Title: Leveraging AI to Combat Misinformation by Empowering Crowds and Evaluating Detectors

 

Bing He

School of Cybersecurity and Privacy

Georgia Institute of Technology

 

Date: Monday, May 6 2024

Time: 9:00 am - 11:00 am ET

Location: https://gatech.zoom.us/j/7088026994?pwd=bDlKVzVzVEhLZlN3MExvV1pRWWJCdz09

 

Committee:

Dr. Mustaque Ahamad (advisor), School of Cybersecurity and Privacy, Georgia Institute of Technology

Dr. Srijan Kumar (advisor), School of Computational Science and Engineering, Georgia Institute of Technology

Dr. Frank Li, School of Cybersecurity and Privacy, Georgia Institute of Technology

Dr. Munmun De Choudhury, School of Interactive Computing, Georgia Institute of Technology

Dr. Nasir Memon, Tandon School of Engineering, New York University - Shanghai

 

Abstract:

Online misinformation has become a global risk, leading to threatening real-world implications. To combat misinformation, existing research works focus on leveraging professionals including journalists and fact-checkers to annotate and debunk misinformation, as well as developing automatic ML methods to detect misinformation and its spreaders. However, the efficacy of using professionals is restricted by their limited population and the vulnerabilities of deep sequence embedding-based detection systems are rarely examined.
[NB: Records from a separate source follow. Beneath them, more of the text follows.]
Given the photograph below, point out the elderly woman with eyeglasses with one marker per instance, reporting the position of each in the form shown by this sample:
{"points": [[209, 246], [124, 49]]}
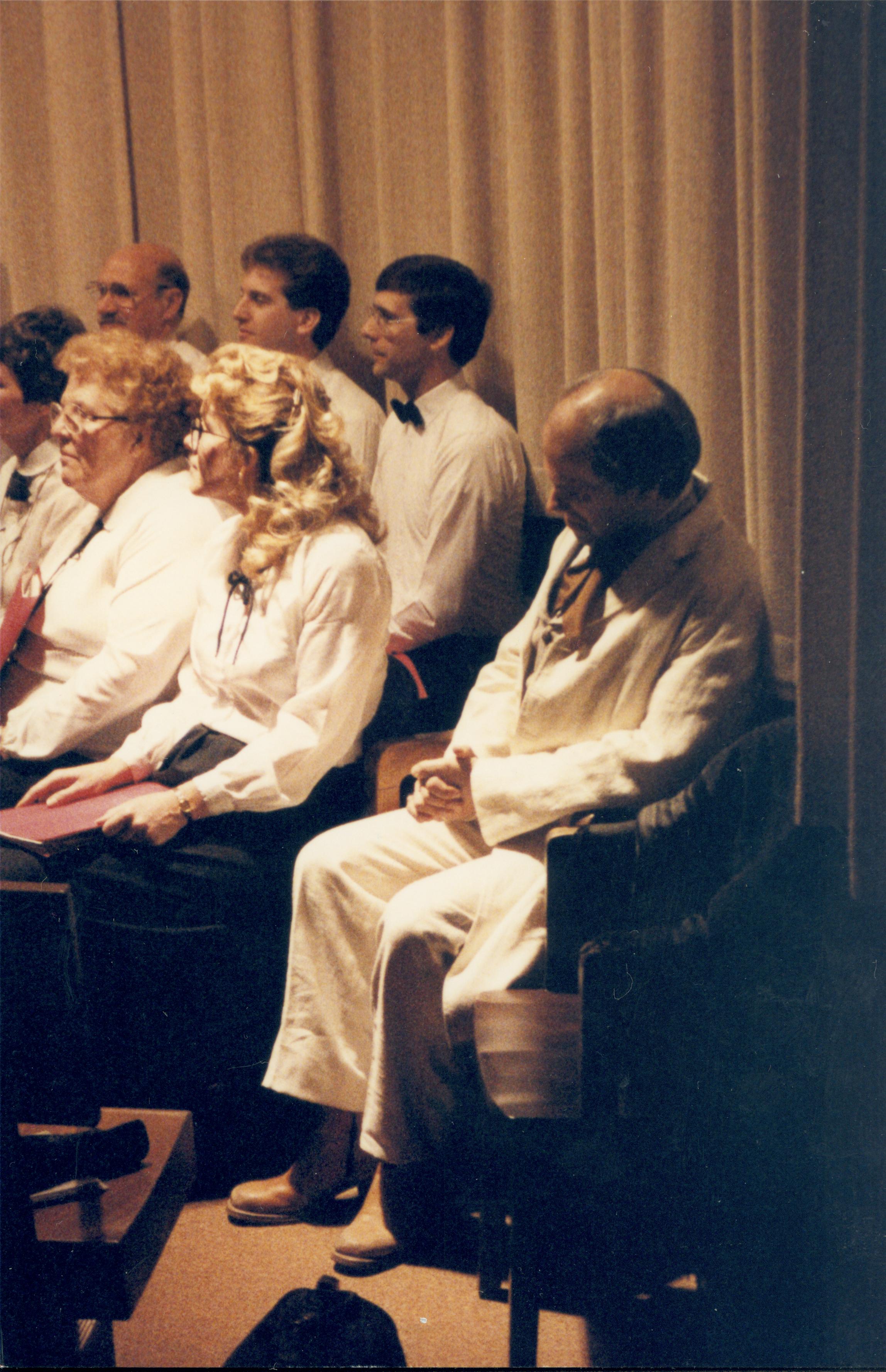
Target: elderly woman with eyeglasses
{"points": [[289, 644], [114, 597]]}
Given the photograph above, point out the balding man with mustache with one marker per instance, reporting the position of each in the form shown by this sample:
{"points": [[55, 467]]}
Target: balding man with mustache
{"points": [[643, 655], [144, 289]]}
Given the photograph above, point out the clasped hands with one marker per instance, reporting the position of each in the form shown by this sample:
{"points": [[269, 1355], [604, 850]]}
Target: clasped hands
{"points": [[443, 788], [149, 819]]}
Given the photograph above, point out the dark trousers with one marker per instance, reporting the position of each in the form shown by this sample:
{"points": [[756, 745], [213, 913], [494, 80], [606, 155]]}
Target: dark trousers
{"points": [[183, 948], [448, 669]]}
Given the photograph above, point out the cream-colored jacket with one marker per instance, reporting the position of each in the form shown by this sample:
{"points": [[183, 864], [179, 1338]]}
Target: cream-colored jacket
{"points": [[674, 674]]}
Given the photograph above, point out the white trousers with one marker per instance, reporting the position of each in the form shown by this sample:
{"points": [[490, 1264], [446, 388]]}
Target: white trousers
{"points": [[397, 927]]}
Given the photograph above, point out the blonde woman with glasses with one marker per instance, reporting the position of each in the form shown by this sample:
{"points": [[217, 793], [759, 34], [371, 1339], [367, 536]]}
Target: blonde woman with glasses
{"points": [[106, 618], [289, 644]]}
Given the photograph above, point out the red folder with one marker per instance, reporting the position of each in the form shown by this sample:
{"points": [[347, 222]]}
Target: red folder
{"points": [[49, 829]]}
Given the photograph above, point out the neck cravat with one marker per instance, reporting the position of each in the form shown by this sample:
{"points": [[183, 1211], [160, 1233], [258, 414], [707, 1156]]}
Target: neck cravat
{"points": [[408, 414], [18, 488]]}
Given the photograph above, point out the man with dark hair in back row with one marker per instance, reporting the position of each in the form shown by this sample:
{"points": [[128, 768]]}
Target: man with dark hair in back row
{"points": [[35, 504], [450, 486], [643, 655], [294, 296]]}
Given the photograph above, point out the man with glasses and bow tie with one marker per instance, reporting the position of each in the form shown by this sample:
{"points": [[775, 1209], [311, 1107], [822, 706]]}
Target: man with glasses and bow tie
{"points": [[450, 486], [144, 289]]}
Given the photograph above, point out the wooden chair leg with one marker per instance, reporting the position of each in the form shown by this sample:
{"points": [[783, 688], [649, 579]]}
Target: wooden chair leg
{"points": [[493, 1230], [524, 1291]]}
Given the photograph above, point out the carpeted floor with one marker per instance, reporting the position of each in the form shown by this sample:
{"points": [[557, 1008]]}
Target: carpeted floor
{"points": [[215, 1282]]}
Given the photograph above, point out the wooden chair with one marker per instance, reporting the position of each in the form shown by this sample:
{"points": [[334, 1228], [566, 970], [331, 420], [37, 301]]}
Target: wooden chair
{"points": [[733, 1043], [389, 766]]}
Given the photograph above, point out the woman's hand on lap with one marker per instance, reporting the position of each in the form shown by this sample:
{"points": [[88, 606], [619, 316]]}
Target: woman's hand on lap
{"points": [[68, 784], [149, 819]]}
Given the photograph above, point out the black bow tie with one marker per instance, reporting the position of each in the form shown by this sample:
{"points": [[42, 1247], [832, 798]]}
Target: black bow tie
{"points": [[408, 414], [18, 488]]}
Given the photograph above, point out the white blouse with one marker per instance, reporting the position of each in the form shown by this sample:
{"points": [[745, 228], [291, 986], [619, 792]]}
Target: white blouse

To complement professionals, non-expert ordinary users (a.k.a. crowds) can act as eyes-on-the-ground who proactively question and counter misinformation, showing promise in combating misinformation. However, little is known about how these crowds organically combat misinformation. Concurrently, AI has progressed dramatically, demonstrating potential to help combat misinformation.

 

In this thesis, we aim to utilize AI to investigate the aforementioned challenges and provide insights and solutions to them. First, we use advanced AI techniques to characterize the spread and textual properties of counter-misinformation generated by crowds as well as their characteristics during the COVID-19 pandemic. Among our analysis results, we found 96% of  counter-misinformation is made by crowds, demonstrating their critical role in combating misinformation. We further characterize user responses to this counter-misinformation to investigate what kinds of counter-misinformation have corrective or backfire effects in real-world applications. From our analysis, we find that out 2 out of 3 are rude and lack evidence, which may have backfire effect. To address it, we first create novel datasets of misinformation and counter-misinformation reply pairs and then propose a reinforcement learning-based AI algorithm, called MisinfoCorrect, that learns to generate high-quality counter-misinformation responses for an input misinformation post. Our work illustrates the promise of AI for empowering crowds in combating misinformation. Second, we evaluate the existing deep sequence embedding-based classification models used for detecting malicious users (e.g., misinformation spreaders). These models  usually use the sequence of user posts to generate user embeddings and leverage them to detect bad actors on social media platforms. We evaluate the robustness of these detectors by proposing a novel end-to-end AI algorithm, called PETGEN (Personalized Text Generation Attack model), that simultaneously reduces the efficacy of the detection model and generates high-quality personalized posts. Next, we propose a robust bad actor detection sequential model to defend against these adversarial attacks. Through our work, we pave the path towards the next generation of adversary-aware bad actor detection system.